This off season/pre season has been different from others that I’ve had, for many reasons. I don’t think that ever during my career my body (and mind) were so beat from the season. The mind pretty much due to the concussion rather than the mental strain from the season.
So for the first time in my life I was faced with a wholly new challenge. My hip was in a pretty bad shape, my head was a total mess and I was tired. Pretty much from finishing the last game of the season I knew that the summer was going to be far from easy, but then again, hockey doesn’t really give you a long summer holiday.
I think I gave myself about a week off from the ice and then started to hit the gym. While it probably wasn’t the smartest thing to do with the ongoing concussion symptoms, I needed to do something. Running made my head feel worse and the doctors said that I was OK to do light weights and go easy. Too bad I have a different idea of going easy to the doctors.
So I was able to train really hard through April and I thought that I had overcome the concussion issues. My body started to feel better and I felt stronger physically, but I was still hitting a wall. I was helping out at one of my wife’s trainings on the ice and I was doing a regular skating drill we did throughout the season. I was probably going at about 60% and I just literally didn’t know what the hell was going on. I went pale, blacked out and almost passed out. From skating at about 60%.
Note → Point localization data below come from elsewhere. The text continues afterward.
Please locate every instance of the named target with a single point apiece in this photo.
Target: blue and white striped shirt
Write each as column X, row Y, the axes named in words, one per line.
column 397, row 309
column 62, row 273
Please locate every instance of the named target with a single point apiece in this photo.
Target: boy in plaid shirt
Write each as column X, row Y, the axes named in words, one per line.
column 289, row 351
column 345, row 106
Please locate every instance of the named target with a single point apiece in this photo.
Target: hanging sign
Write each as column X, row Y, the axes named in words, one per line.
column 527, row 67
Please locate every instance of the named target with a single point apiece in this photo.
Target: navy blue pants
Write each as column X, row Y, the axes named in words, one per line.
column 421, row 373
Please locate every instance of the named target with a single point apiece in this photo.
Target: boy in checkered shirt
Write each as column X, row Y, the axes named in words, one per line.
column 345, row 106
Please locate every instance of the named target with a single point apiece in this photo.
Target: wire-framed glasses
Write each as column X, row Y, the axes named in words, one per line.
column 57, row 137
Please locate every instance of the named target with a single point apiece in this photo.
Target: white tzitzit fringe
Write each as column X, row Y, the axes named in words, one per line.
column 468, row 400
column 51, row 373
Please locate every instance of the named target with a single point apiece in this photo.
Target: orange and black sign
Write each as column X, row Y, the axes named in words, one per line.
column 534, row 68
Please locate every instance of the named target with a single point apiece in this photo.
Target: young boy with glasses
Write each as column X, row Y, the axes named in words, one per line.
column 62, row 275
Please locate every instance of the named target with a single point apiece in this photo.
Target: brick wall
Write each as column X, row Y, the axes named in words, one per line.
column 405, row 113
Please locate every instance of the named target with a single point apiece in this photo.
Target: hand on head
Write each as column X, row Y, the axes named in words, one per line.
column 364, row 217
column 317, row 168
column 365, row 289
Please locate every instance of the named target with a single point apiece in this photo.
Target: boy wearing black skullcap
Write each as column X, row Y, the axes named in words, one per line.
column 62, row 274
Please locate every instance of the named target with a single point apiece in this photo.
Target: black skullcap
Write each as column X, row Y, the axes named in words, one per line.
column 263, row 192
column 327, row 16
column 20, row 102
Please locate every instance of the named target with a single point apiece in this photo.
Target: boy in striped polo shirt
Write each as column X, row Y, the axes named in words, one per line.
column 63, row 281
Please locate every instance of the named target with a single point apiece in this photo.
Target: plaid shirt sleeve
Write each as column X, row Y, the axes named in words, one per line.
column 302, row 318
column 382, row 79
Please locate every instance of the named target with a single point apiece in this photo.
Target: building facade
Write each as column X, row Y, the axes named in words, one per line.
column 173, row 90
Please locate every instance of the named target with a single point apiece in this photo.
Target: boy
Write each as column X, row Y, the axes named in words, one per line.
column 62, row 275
This then lead to heated debates and arguments about what I should and shouldn’t be doing and being a bone head I told everyone to STFU and let me decide what’s best for me. As a compromise I agreed to take a week out of training to give myself some extra time to re-coup.
If you follow me on twitter, or are unlucky to have me as a friend on Facebook, you know what happened to me on my first run after I resumed training. I was about 800meters from the office and I was doing a visualisation and mental exercises while running. I was so focussed that I didn’t see a pothole and I ran into it and twisted my ankle…. BAD! Where the ankle hurt for a few days, I was back at the gym lifting weights and on the bike 3 days after I hurt it. My thinking being, if I focus on exercises where there’s no risk of the ankle buckling or giving way, I’ll be OK.
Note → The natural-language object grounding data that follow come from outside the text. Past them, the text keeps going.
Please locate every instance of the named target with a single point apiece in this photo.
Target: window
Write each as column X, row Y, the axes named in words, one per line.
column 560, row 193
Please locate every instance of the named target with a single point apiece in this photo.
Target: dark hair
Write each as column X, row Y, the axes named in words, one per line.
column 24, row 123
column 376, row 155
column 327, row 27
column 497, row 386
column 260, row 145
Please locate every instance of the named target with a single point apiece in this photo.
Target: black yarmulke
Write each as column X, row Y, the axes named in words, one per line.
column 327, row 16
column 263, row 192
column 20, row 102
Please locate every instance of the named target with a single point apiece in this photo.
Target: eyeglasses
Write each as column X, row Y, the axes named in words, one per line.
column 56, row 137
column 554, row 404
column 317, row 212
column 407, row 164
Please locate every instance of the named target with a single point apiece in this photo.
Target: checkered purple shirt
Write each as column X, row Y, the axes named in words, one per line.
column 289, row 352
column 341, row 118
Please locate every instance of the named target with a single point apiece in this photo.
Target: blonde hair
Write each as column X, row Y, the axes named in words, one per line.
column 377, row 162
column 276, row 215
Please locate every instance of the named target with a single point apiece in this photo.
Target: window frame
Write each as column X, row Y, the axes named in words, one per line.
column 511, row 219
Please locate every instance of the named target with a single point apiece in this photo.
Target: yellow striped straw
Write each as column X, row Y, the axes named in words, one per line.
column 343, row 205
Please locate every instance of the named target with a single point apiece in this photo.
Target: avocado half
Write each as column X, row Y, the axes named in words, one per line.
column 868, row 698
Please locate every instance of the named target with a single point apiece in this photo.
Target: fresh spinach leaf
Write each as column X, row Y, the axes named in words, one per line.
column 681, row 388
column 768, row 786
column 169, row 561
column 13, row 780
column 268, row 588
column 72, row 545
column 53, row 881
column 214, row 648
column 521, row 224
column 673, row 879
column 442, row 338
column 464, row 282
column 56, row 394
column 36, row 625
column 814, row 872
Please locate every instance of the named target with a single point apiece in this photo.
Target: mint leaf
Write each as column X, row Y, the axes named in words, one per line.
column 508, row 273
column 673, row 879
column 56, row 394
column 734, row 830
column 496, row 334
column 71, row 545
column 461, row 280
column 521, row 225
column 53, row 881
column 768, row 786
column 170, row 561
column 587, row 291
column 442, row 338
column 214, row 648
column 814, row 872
The other issue I dealt with was the hip, which I mentioned at the start. As soon as the season had finished I entered into a rigorous physio therapy programme with Matthew Radcliffe, who is a the head physio for Southampton FC. Matt did a great job with me and seriously put me through the paces. I don’t think that I’ve ever worked so hard at physio, which I enjoyed as it was actually doing functional stuff that I knew would help and it kept me interested as I felt like I was actually having a workout.
The physio for the hip has worked as the times I’ve been on the ice, I’ve been skating pain free, which has shown me how much fun it can be. I was officially discharged from the hip physio and where I’m happy to know that I’ve been discharged and fit, I still have to do continuous exercises to ensure that the hip doesn’t flare up, that combined with a new pre-activation session.
Additionally, I’ve also been discharged from the ankle physio, which effectively brings to an end a regime of physio therapy that started in April. I think this summer I’ve been in physio for a longer period of time than ever before.
On the other hand though, my gym workouts have gone so well that I am actually feeling really good about the shape I am in and it is a definite step up compared to where I was starting from at the start of last season. Maybe more importantly the off season training has taught me more about mental toughness and discipline than anything else. I feel like the work I’ve put in, both in training and in physiotherapy has made me a stronger person and helped me to examine the game from a entirely new point of view. Despite the off ice training being hard and difficult at times, I have actually had fun doing it and I’m actually smiling at the gym, the same can be said of the times that I have been on the ice. Hockey is definitely fun again, which is something that I’ve missed among all the injuries I suffered with.
As for last season, well it is just that, it’s last season. I will take lessons from it, but for now my eyes are fixed on the 2011-2012 campaign. I think the most important lessons I have learnt this off season are those of patience, hard(er) work and trying out new things. I feel that I’m mentally stronger and I feel that I’ll be able to have fun instead of whitekncuckle the stick. There’s 6 days till we take to the ice as a team again, so I’ll be looking forward to seeing some of the guys I’ve not seen over the summer.